Heute mal wieder den Bus genommen, sehr nostalgisch. Ich hatte den festen Plan, nicht zu lesen oder auf ein elektronisches Gerät zu starren. Fenster sind auch mal nett. Deswegen: Ohrstöpsel rein (denn zu viel Umwelt ist zu viel) und träumerisch gestarrt. Wer so aussieht wie ich (oder sich zumindest so kostümiert), sitzt meist allein. Gar nicht mal ungewollt.

Aus-und Ansichten aus dem Bus

Wie also die graue Regenlandschaft des heimelig verfallenden Betons an den ungeputzten Fenstern vorbeistreicht wie ein schmieriger Stummfilm. Metropolis light. I Am Scared to Death; plötzlich jemand von ganz hinten aus dem Bus, ein Gangster aus der letzten Reihe, doch nicht, eleganter Mantel, Lederschühchen, gepflegter Henriquatre. Setzt sich in einen leeren Vierer, direkt vor mir, fragt mich – ist okay, oder?

Rhetorische Frage, da sitzt er schon, Rücken zu mir. Der Bus biegt ab auf die Autobahn, Schnellbus im wahren Wortsinne. Gedanken an Motorjournalistensprech: Wenn die Freudentränen horizontal nach hinten laufen, ist die Beschleunigung gut.
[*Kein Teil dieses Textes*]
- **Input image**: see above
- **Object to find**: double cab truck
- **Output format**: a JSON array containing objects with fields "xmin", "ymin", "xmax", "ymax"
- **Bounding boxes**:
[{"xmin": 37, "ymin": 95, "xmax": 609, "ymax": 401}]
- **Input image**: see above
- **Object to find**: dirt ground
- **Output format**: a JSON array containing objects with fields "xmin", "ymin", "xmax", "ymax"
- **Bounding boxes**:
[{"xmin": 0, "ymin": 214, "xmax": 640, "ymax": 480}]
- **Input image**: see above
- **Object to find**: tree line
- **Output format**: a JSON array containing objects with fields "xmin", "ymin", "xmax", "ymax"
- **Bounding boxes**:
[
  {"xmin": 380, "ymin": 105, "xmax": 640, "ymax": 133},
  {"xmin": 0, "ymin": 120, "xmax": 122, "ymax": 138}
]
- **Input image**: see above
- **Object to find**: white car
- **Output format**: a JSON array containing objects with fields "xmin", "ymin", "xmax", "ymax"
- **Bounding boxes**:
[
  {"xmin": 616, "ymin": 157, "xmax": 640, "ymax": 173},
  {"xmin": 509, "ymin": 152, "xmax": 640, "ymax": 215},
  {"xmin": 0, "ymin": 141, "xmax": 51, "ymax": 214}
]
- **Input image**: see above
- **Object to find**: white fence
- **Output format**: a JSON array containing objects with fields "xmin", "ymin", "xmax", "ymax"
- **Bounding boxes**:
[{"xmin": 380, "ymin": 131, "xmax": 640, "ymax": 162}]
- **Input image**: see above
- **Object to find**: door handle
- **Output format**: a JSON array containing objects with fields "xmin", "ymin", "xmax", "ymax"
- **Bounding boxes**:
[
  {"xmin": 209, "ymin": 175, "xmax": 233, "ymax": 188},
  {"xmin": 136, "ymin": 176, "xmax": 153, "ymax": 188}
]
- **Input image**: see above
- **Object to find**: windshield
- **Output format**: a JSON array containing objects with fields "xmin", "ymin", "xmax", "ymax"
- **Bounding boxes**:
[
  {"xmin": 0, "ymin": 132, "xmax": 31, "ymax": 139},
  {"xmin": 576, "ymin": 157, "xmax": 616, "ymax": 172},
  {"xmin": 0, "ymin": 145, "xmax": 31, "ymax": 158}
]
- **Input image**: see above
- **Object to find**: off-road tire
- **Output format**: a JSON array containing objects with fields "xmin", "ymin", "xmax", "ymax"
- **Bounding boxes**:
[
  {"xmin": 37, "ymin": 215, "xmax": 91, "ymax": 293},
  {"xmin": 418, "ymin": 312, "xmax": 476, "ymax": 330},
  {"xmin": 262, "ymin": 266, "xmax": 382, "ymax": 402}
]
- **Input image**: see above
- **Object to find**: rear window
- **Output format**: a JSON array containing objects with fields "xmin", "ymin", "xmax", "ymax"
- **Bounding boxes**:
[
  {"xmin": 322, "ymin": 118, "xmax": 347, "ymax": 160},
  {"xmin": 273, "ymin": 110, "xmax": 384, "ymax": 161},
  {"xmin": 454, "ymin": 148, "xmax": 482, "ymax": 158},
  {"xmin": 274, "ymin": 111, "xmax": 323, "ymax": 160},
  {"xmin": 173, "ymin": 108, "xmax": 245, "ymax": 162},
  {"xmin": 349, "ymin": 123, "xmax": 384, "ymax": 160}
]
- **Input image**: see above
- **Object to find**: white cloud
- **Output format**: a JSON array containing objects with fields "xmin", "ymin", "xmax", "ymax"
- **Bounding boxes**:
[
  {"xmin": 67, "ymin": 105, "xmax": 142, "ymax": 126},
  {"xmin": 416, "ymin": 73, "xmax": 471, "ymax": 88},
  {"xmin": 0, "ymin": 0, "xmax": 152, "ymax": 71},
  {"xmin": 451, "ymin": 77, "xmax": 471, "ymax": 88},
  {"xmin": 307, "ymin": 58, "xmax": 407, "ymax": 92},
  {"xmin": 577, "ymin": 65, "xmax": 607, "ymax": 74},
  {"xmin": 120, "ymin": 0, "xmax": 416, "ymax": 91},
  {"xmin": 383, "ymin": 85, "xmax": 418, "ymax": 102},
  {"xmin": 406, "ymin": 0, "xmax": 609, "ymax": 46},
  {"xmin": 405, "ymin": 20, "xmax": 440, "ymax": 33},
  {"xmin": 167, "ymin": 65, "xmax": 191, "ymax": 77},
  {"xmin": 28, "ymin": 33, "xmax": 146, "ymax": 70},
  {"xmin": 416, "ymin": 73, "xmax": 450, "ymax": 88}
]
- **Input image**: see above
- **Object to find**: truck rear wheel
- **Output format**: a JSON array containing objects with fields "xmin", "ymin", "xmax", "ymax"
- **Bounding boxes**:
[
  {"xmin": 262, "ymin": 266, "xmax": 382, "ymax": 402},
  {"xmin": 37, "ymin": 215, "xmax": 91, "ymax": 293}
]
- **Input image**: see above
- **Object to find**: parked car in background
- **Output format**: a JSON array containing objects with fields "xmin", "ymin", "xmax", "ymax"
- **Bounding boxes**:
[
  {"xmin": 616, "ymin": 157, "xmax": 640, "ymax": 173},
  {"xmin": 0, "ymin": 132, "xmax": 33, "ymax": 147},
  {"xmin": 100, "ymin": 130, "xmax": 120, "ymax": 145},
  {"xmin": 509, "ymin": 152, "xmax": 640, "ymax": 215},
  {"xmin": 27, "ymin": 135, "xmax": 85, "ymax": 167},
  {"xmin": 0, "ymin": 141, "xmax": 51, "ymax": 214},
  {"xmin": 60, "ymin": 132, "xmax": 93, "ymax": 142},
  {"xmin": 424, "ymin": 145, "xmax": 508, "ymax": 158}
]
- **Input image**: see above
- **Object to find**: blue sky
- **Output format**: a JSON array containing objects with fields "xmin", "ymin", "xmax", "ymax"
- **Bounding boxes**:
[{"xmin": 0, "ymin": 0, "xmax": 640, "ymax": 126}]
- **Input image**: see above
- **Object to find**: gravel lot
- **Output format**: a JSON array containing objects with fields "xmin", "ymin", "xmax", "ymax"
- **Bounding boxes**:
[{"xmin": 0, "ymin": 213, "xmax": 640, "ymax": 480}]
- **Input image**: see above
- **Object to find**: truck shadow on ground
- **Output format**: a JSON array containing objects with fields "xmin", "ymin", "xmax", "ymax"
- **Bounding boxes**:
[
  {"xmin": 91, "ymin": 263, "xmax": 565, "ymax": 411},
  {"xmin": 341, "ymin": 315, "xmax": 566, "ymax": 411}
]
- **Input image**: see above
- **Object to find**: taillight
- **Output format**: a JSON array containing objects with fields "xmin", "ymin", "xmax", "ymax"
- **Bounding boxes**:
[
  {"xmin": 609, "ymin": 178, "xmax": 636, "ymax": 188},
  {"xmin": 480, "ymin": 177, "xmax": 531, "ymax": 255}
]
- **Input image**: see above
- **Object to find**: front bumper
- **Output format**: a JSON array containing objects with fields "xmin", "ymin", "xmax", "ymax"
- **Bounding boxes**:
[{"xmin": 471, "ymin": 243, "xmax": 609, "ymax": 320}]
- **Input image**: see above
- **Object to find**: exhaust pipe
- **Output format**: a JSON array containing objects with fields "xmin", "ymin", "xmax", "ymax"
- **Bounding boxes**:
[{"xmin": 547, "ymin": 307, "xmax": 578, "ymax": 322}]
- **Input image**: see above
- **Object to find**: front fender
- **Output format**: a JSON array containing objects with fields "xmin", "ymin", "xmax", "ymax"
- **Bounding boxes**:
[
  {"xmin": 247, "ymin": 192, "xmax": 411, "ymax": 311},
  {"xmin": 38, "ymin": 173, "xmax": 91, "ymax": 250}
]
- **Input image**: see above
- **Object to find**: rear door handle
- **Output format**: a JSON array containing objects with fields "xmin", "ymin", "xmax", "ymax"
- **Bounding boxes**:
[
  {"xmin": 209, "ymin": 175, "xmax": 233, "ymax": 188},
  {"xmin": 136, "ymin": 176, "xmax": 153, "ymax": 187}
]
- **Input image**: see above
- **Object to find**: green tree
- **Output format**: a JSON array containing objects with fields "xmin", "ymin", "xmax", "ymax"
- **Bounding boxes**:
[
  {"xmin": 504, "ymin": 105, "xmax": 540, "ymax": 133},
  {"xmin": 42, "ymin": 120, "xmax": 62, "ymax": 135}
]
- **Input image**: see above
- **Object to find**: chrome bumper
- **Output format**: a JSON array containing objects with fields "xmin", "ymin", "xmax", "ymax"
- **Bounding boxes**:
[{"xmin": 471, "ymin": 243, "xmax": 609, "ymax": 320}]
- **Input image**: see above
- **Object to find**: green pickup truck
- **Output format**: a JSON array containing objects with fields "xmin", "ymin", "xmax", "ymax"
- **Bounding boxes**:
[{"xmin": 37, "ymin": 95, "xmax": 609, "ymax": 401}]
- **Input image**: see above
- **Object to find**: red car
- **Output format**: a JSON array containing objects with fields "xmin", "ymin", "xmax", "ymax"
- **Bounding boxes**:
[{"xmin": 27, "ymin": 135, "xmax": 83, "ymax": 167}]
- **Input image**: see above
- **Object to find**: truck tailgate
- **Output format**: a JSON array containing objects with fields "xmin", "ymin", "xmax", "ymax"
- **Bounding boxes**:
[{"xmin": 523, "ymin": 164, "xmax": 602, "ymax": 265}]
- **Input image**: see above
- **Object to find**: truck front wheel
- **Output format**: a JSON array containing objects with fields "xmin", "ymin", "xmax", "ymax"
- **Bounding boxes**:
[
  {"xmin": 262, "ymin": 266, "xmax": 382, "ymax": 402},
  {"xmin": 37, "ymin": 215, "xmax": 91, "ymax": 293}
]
Die Regentropfen an den Fenstern können sich kaum von ihrer müden Vertikalen losreißen. Wohldochnichtsoschnellbus.

Der Dochnichtsogangster weint. Tränen also ebenfalls vertikal. Ohne abgewischt zu werden, nässen sie den weißen Hemdkragen; offenbar auch keine Freudentränen. Vorteil eines Hemdkragens: Keine Tränen auf dem iPhone.

Ist ihr noch frei -Bus fahren deluxe

Allen Rückzug vergessend und unter der PreisVorgabe, von sozialer Angemessenheit nichts zu verstehen, linse ich über seine Schulter. Endlich wieder ein Display. Chat. Nur grüne Nachrichten. Nicht hinzugefügter Kontakt. Kapitelüberschrift: Blockieren, Hinzufügen. Oben doch eine weiße Nachricht – ich will den Kontakt nicht verlieren. Also den, der nie bestand, glaube ich der Software.

Die grünen Antworten starren ihn an. Er hat etwa fünfzehn verfasst. Alle abgeschickt, keine gelesen. Auch ich muss sie nicht lesen, um zu wissen, was darin steht. Schlagwörter: ich wollte nicht/ich hoffe du/vielleicht können wir. Antwort bleibt aus. Tröstliche Musik, von der ich nichts verstehe. Sein Lösungsansatz.

Nervös zuckt das Mobiltelefon hin und her. Ebenso die Finger auf dem Display. Jackentasche, Schoß, Hand. Sperren, entsperren, Musik, Messenger, keine Antwort, sperren. Und bis zur Endhaltestelle keine Antwort. Erbarmungslos kündet die Tonbandstimme vom Ankunftsort. Raus mit euch. Erst mal ein Bier.

Nächstes Mal auf jeden Fall wieder ein Buch.